Others said that because Lucas had gotten Moran through a potentially difficult period in his political career, it was time for him to move on to new challenges.

Lucas helped Sen. Hillary Rodham Clinton (D-N.Y.) win her senatorial bid in 2000 and worked on presidential hopeful Bill Bradley's Democratic primary campaign in Iowa. When Lucas was hired, Moran expected to face former Fairfax County Board of Supervisors chairman Katherine K. Hanley and Arlington County Board member Jay Fisette in the primary. Many politicians considered Moran vulnerable following controversies over his personal finances and an uproar over a comment he made at a peace vigil in Reston that American Jews were pushing the country toward war with Iraq.

"This is a different phase of the campaign we're entering now," said Michael Brown, who stepped in to replace Lucas on Monday. Brown has worked with the congressman off and on since 1990.

"Jim had never had a primary challenge before," Brown said. "Now the competition has shifted."

Both Hanley and Fisette dropped out, and Moran defeated Andrew Rosenberg, an Alexandria lawyer, 59 percent to 41 percent.

Moran and Lucas did not return phone calls to their cell phones Tuesday.

Several sources close to the congressman, who spoke on condition that they not be named, said that Moran and several advisers became frustrated with Lucas's style, which some felt didn't mesh with that of Moran's close-knit group of advisers.
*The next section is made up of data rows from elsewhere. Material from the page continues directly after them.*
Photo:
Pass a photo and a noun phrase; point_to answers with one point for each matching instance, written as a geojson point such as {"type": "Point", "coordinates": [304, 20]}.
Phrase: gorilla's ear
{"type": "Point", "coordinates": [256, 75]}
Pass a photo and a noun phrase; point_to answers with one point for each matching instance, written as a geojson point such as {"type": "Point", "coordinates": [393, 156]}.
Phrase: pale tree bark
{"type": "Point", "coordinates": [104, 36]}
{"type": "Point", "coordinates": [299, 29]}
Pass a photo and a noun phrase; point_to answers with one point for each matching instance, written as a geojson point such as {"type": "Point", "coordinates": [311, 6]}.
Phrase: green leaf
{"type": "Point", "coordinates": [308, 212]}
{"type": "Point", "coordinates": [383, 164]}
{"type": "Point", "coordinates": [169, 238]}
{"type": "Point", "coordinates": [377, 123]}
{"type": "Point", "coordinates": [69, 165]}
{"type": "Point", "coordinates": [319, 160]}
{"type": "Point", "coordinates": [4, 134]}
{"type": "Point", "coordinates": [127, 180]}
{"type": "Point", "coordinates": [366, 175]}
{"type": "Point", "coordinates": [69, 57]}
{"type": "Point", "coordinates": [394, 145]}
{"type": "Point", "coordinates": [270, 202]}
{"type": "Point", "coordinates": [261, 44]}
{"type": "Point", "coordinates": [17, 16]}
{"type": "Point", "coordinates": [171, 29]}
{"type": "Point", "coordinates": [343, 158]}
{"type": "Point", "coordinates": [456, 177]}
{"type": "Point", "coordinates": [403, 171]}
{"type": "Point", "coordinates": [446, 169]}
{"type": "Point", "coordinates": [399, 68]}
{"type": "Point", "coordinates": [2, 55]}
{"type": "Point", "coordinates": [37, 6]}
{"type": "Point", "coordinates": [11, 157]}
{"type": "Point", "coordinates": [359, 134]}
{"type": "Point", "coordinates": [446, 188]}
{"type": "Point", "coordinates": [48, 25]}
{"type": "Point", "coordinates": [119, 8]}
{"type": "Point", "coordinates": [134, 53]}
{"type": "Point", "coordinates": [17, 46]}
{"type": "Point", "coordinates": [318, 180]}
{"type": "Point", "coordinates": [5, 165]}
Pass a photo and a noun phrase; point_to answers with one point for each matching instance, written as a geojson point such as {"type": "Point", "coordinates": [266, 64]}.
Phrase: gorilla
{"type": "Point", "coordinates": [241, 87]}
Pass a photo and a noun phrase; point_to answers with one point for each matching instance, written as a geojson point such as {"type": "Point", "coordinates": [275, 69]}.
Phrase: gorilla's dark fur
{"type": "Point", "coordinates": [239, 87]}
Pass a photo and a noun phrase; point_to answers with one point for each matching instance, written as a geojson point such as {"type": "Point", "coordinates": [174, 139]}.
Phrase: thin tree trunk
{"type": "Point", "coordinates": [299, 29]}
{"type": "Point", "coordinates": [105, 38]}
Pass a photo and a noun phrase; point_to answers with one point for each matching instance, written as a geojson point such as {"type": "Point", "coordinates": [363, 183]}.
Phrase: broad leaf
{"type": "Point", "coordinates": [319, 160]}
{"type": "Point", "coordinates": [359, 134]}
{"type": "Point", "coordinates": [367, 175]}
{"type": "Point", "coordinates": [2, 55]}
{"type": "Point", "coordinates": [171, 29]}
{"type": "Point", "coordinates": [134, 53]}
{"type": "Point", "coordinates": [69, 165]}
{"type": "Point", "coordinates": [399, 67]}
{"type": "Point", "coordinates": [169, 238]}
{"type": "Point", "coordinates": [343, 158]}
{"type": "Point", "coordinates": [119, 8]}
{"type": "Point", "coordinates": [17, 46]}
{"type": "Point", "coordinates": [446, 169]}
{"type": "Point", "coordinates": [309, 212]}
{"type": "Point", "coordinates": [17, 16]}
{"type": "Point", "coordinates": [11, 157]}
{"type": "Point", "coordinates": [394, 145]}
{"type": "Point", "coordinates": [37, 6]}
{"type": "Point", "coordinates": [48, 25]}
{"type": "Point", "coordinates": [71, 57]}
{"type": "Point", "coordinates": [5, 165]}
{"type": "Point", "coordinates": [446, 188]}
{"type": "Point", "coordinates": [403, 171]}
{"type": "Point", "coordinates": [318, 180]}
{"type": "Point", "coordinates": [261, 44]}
Several said that Moran became furious at Lucas over what they described as a heated exchange with several Moran detractors on a campaign Web site message board.

"There were some bumps in the road that they just couldn't get over," said one source.

Lucas's resignation is the second defection from Moran's camp in several months. In June, just four days before the party primary, Alan Secrest, an Alexandria-based pollster, resigned from Moran's campaign and said the congressman had made an anti-Semitic reference during a private meeting with advisers.

Moran and others who were in the room with Secrest vehemently denied that Moran had made any such comment, and Secrest refused to elaborate.

Moran staffers said that they were focused on the general election against Republican Lisa Marie Cheney and that Lucas's resignation was not a sign that Moran was changing course or that his campaign was in trouble.

"We're concentrating on November 2," said Dan Steen, a longtime Moran friend and campaign director. "Dan served Jim well, and we're all focused on making sure that he can win in November."